The Wisconsin attorney general filed charges on Tuesday against three allies of Donald Trump, accusing them of participating in an effort to put forth a slate of fake electors to overturn the 2020 presidential election, according to court records.
The men – Kenneth Chesebro, a right-wing attorney who helped devise the fake elector plot; Jim Troupis, a former Trump lawyer; and Michael Roman, a former Trump campaign official – are facing forgery charges over their roles in he fake electors plot.
Wisconsin is the latest state to bring charges against individuals connected to Trump, involved in the broad scheme to overturn the presidential election results. State prosecutors in Michigan, Arizona, Nevada, and Georgia have also charged a swath of Trump’s allies. The list of felonies tied to Trump’s circle seems to grow daily.
An attorney for Chesebro declined to comment. Attorneys for Troupis and Roman have yet to respond.

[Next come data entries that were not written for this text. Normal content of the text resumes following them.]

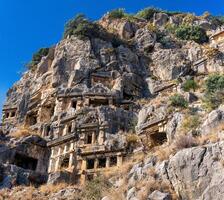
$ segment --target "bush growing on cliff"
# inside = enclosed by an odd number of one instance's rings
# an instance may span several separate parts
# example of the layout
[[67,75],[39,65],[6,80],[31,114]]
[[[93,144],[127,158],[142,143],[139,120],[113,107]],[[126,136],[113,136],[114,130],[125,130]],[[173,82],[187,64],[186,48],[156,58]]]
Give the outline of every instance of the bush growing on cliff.
[[213,74],[205,81],[204,105],[207,109],[216,109],[224,103],[224,75]]
[[99,35],[99,26],[90,22],[83,14],[77,15],[65,25],[64,38],[75,35],[80,39]]
[[32,60],[26,65],[28,69],[34,69],[34,67],[41,61],[42,57],[47,56],[49,48],[41,48],[33,54]]
[[199,26],[181,25],[176,27],[175,35],[182,40],[193,40],[199,44],[208,42],[206,31]]
[[195,91],[198,88],[197,83],[194,80],[186,80],[183,84],[183,89],[185,92],[189,92],[190,90]]
[[205,81],[206,92],[211,94],[224,89],[224,75],[213,74]]
[[186,108],[188,106],[188,102],[180,94],[174,94],[173,96],[171,96],[170,102],[174,107]]
[[153,7],[145,8],[145,9],[139,11],[136,14],[136,17],[150,20],[153,18],[153,15],[158,12],[161,12],[161,10],[158,8],[153,8]]
[[111,19],[121,19],[126,16],[126,13],[123,8],[118,8],[118,9],[110,11],[108,16]]

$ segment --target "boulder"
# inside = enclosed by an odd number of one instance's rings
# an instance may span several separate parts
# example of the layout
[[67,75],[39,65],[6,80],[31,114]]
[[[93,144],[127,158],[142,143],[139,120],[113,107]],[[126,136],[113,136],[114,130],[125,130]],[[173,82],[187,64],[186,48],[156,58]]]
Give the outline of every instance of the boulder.
[[138,29],[135,34],[135,46],[141,53],[150,52],[156,42],[156,34],[150,32],[147,28]]
[[153,24],[155,26],[164,26],[168,20],[169,16],[166,13],[155,13],[153,16]]
[[163,49],[152,54],[151,71],[162,80],[172,80],[191,72],[191,63],[186,52],[177,49]]
[[224,142],[179,151],[167,168],[180,199],[224,199]]
[[201,133],[202,134],[210,134],[213,130],[218,128],[219,125],[223,124],[224,122],[224,106],[221,105],[218,109],[211,111],[206,119],[204,120],[204,123],[201,126]]
[[158,190],[155,190],[148,196],[147,200],[171,200],[171,196],[169,193],[163,193]]

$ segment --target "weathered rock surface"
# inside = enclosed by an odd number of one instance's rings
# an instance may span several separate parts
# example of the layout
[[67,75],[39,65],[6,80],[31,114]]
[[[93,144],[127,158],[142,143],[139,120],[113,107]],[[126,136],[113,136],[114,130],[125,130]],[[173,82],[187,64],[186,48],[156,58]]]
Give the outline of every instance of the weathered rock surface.
[[168,176],[181,199],[223,199],[224,143],[185,149],[169,161]]

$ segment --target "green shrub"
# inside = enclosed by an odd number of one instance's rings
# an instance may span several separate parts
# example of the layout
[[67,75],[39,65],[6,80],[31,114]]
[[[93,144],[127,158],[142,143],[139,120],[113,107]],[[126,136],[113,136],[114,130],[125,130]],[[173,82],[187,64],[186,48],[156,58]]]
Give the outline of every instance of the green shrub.
[[198,115],[188,115],[183,120],[182,128],[184,132],[189,132],[195,130],[199,127],[201,123],[200,117]]
[[189,92],[190,90],[196,90],[198,87],[197,83],[194,80],[186,80],[183,84],[183,90]]
[[205,108],[214,110],[224,103],[224,92],[217,91],[211,94],[205,94],[203,98]]
[[204,106],[213,110],[224,103],[224,75],[213,74],[205,81]]
[[40,48],[33,54],[32,60],[26,65],[28,69],[34,69],[34,67],[41,61],[42,57],[47,56],[49,48]]
[[181,25],[176,27],[175,35],[182,40],[193,40],[199,44],[208,42],[206,31],[199,26]]
[[171,102],[171,105],[174,107],[186,108],[188,106],[188,102],[180,94],[174,94],[173,96],[171,96],[170,102]]
[[118,8],[118,9],[110,11],[108,16],[111,19],[121,19],[126,16],[126,13],[123,8]]
[[75,35],[80,39],[97,37],[99,31],[100,28],[96,23],[90,22],[83,14],[79,14],[66,23],[64,38],[71,35]]
[[136,14],[136,17],[150,20],[152,19],[153,15],[158,12],[161,12],[161,10],[158,8],[149,7],[139,11]]
[[207,94],[224,89],[224,75],[213,74],[205,81]]

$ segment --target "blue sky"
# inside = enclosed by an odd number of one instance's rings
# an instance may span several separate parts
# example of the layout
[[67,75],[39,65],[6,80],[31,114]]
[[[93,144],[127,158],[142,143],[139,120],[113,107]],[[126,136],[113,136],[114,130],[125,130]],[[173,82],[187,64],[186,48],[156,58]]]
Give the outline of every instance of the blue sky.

Democratic Wisconsin Gov. Tony Evers issued a one-word response to the charges on Tuesday: “Good.”
Chesebro has been assisting investigators in at least four states, including Wisconsin, in the fake electors scheme. Chesebro’s lawyers had hoped that his cooperation would be sufficient to stave off charges, but it seems the felonies keep piling up.
Last year, the 10 fake electors from Wisconsin disavowed their attempt to overturn Trump’s defeat in 2020, recognized the legitimacy of President Joe Biden’s victory, and pledged not to serve as real electors in 2024 or any election when Trump is on the ballot – or to act as sham electors in any future election, as part of a civil lawsuit settlement.
The 10 fake electors issued a statement acknowledging that the phony certificates they signed in December 2020 were “used as part of an attempt to improperly overturn” the lawful election results.
“We hereby reaffirm that Joseph R. Biden, Jr. won the 2020 presidential election and that we were not the duly elected presidential electors for the State of Wisconsin for the 2020 presidential election,” a portion of their statement said. “We oppose any attempt to undermine the public’s faith in the ultimate results of the 2020 presidential election.”
Chesebro was previously charged, and pleaded guilty, in the Georgia probe. He has also been identified as an unindicted co-conspirator in the Arizona state-level criminal probe focused on efforts to overturn the 2020 election and in special counsel Jack Smith’s federal election case against Trump.
Roman was charged in both the Georgia and Arizona cases. Troupis has not been charged in any other criminal cases stemming from the 2020 election, but evidence has emerged in connection with the fake electors plot in Wisconsin and other key battleground states.
A tranche of emails and text messages made public as a result of a lawsuit earlier this year offered additional evidence that Chesebro pushed for the electors plot to move forward regardless of whether Trump won any lawsuits challenging the election results. This undercut his testimony to state prosecutors, in which he said the fake electors were contingent on winning the litigation.
Chesebro wrote a series of memos in 2020 spelling out what the pro-Trump electors should do in their respective states, including one memo in early December that Troupis claimed he sent directly to the White House, according to the newly released messages.
Charging documents released Tuesday lean heavily on the communications.
Prosecutors cite text messages detailing how Chesebro, Troupis, and Roman were involved in a last-minute scramble to fly the fake elector documents from Wisconsin and Michigan to Washington, DC, in the immediate lead-up to January 6, 2021.
The goal, according to those messages, was to hand-deliver the fake elector certificates to then-Vice President Mike Pence, which is vaguely referenced in Smith’s federal indictment.
Chesebro discussed the episode with Wisconsin investigators when he sat for an interview as part of the attorney general’s probe into the fake electors plot.
Wisconsin prosecutors asked about the episode “extensively,” a source familiar with the matter said at the time, noting Chesebro discussed how a Wisconsin GOP staffer flew the certificate from Milwaukee to Washington and then handed it off to Chesebro.